The legacy of friendship
As I age, I have come to realize that my parents taught me many life lessons, but in our house there wasn’t a lot of verbal instruction. They taught by example, and I learned without even realizing it.
One of those lessons was how to make friends, how to be a friend, and just how important those friendships are throughout life, none of which come with specific instructions. Rather, if we’re blessed, it’s something we learn by doing and watching and just living.
Naturally, there were things my parents did specifically tell me about life. Most of what I remember had to do with manners, instructions like: “Don’t chew with your mouth full.” “Stand up straight.” “No elbows on the table.” “Don’t run in the house.” (That’s why I got no sympathy when I ran through the dining room and broke my little toe when it hit the buffet leg). “Make two trips.” (That one was when I thought it necessary to try to carry too much from the car to the house or upstairs to my room at one time and made a mess.)
Whether it was the friends my parents square danced with or the neighbors on the next farm or the friendship that was strengthened over many card games or over cups of coffee at the kitchen table, or maybe friends from church, those connections were just always there as I grew up. And it wasn’t just that they were my parents’ friends. They were family friends, with kids to play with when we visited at our home or theirs for an evening. I am blessed because those moms came to treat me like their own. And even now they continue to hold a special place in my heart, and so do the daughters who are still some of my closest friends.
One of those moms, now 85 years old, passed away last week. The last time she knew me when I visited was this summer.

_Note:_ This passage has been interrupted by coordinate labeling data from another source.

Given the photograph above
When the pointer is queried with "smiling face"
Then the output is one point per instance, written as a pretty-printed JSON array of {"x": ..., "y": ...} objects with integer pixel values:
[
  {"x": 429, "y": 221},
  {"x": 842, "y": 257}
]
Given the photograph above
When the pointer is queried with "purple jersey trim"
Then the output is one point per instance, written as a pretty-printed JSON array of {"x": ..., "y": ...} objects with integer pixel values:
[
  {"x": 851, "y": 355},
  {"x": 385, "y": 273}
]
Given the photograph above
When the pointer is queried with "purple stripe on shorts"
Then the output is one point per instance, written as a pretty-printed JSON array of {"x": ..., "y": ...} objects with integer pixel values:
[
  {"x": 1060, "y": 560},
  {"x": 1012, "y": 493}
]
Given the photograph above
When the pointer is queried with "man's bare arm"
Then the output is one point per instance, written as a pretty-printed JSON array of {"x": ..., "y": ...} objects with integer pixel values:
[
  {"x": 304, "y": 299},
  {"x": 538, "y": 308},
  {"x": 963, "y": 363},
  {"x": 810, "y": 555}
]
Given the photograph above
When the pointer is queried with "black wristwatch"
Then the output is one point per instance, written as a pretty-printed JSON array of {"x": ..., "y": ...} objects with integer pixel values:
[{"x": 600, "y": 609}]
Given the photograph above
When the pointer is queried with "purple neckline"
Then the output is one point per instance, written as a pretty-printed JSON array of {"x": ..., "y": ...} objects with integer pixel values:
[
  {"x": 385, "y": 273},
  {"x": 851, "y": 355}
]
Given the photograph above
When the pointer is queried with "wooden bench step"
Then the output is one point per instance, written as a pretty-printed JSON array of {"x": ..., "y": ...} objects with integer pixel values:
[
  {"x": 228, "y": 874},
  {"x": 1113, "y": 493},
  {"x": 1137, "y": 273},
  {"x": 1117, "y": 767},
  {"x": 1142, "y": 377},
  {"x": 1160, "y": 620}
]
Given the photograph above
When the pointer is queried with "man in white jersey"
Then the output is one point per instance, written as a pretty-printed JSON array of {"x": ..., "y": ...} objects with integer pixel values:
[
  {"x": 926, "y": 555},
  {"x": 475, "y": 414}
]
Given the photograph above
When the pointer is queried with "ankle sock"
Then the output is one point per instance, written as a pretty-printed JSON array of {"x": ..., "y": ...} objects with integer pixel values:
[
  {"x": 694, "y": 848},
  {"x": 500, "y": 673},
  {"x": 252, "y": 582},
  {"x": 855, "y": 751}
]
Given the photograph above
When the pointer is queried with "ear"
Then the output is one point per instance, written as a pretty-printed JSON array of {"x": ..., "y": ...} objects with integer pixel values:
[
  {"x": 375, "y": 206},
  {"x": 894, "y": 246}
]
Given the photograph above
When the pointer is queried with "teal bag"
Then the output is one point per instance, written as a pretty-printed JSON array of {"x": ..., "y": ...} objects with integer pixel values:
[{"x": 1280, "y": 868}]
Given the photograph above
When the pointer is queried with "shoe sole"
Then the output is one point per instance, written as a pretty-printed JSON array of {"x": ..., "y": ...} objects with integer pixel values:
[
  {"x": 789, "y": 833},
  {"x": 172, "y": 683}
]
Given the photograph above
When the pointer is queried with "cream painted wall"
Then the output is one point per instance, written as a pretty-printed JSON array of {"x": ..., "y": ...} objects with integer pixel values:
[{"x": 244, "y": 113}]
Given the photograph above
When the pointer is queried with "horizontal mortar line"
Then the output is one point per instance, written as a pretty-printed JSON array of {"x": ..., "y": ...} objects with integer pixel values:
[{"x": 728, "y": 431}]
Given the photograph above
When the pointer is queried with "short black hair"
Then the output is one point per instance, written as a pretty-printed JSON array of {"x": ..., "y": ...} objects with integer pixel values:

She smiled and recognized me first thing.
As I spent time with her and her husband that day, I felt at home, connected somehow to my parents and to the memories of those times our families spent together while I was growing up. I doubt that I realized it then, but that’s when I started to understand the true value of friendships.
Something else I didn’t know then is that the experts tell us that friends have a long-term impact on our health and longevity. Including healthy-minded, supportive people might be the most powerful thing one can do to add years to their life.
I just hope that having friends and being a friend is a legacy I am able to pass along to my children.